A new form of bank fraud is sweeping the land.
Zombie Foreclosures: Borrowers Stuck With Debts That Won't Die
Borrowers are discovering that their foreclosed homes are coming back to haunt them, long after they have moved out.
In these "zombie foreclosures," borrowers move out after their bank schedules a foreclosure auction only to learn months or years later that the auction never took place or the bank never transferred the deed. That means the borrower still technically owns the house and is on the hook for property taxes, fees and homeowners' association dues.
Since the housing bubble burst seven years ago, almost two million properties have started but never completed the foreclosure process, according to RealtyTrac. While no one knows the exact number, it's estimated that tens of thousands could be zombie foreclosures.
Many of these homes are in low-income communities where foreclosures are so difficult to sell that lenders sometimes delay taking possession to save on taxes and other costs that then stay under the borrower's name. Those debts can then go unpaid for years because the borrower is unaware they owe them, further slamming their credit score and making life after foreclosure even harder.

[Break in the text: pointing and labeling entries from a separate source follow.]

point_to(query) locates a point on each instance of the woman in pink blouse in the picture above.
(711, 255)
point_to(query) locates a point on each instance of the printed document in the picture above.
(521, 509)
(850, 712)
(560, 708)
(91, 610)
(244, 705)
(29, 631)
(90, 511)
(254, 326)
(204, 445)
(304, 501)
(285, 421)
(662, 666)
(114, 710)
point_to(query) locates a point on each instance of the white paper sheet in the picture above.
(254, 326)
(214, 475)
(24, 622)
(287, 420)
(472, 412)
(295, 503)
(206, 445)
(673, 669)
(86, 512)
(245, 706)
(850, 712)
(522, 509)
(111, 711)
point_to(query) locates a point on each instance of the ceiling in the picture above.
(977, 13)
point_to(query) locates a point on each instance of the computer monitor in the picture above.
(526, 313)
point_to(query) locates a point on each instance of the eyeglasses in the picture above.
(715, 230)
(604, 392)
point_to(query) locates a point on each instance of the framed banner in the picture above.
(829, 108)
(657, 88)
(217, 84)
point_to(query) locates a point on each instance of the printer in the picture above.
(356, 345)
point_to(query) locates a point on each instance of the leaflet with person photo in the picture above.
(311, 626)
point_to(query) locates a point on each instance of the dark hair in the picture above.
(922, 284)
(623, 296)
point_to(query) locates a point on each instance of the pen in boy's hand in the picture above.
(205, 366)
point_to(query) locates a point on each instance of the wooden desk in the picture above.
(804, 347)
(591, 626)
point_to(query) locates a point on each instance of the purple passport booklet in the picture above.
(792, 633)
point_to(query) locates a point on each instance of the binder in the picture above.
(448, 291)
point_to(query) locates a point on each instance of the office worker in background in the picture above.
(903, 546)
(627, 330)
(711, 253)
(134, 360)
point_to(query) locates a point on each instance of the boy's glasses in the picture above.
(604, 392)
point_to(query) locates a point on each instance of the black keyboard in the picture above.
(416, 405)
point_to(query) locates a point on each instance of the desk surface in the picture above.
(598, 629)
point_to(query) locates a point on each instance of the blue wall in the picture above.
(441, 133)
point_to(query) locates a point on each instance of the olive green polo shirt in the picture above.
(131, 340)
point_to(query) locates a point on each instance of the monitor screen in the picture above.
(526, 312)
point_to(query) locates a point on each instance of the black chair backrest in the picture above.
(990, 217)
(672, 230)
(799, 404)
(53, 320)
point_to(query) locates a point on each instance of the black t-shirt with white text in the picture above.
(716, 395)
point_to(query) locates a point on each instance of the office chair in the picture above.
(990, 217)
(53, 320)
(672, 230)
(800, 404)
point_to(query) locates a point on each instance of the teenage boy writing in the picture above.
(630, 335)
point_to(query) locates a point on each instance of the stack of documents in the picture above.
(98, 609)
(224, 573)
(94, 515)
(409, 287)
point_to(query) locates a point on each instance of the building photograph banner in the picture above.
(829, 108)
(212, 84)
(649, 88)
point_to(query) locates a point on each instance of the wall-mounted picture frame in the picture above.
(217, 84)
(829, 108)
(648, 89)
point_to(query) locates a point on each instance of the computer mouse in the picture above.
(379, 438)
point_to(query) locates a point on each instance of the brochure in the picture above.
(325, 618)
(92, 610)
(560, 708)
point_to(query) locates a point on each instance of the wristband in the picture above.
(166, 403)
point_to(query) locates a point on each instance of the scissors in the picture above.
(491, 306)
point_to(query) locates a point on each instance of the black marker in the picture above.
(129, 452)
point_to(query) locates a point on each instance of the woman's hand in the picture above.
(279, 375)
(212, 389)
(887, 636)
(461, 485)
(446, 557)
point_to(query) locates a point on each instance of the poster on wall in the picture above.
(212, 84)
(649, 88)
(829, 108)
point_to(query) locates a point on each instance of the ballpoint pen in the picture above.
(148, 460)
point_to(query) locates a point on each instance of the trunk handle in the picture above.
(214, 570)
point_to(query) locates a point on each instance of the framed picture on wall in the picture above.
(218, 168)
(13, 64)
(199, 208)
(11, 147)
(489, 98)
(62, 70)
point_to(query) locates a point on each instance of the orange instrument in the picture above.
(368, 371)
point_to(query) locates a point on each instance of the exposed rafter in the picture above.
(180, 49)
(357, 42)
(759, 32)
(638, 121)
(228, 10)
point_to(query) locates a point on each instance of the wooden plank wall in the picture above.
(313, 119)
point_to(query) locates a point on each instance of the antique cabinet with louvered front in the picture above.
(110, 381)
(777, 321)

Bill Purdy, a real estate attorney in Soquel, Calif., said borrowers can't always trust lenders to file foreclosure paperwork properly. In November 2011, when his client Christopher Warner's Felton, Calif., home was auctioned off, his mortgage debt was fully extinguished -- standard practice based on California law.
Warner's lender, however, recorded $120,000 on its books as debt -- the difference between what he owed and what the house sold for -- and gave it to a collection agency.
In a $25 billion settlement with the state attorneys general last spring, the nation's five largest mortgage lenders agreed to inform borrowers of any decision to forgo or delay a foreclosure. But victim's attorneys said the banks have not been careful about following that policy.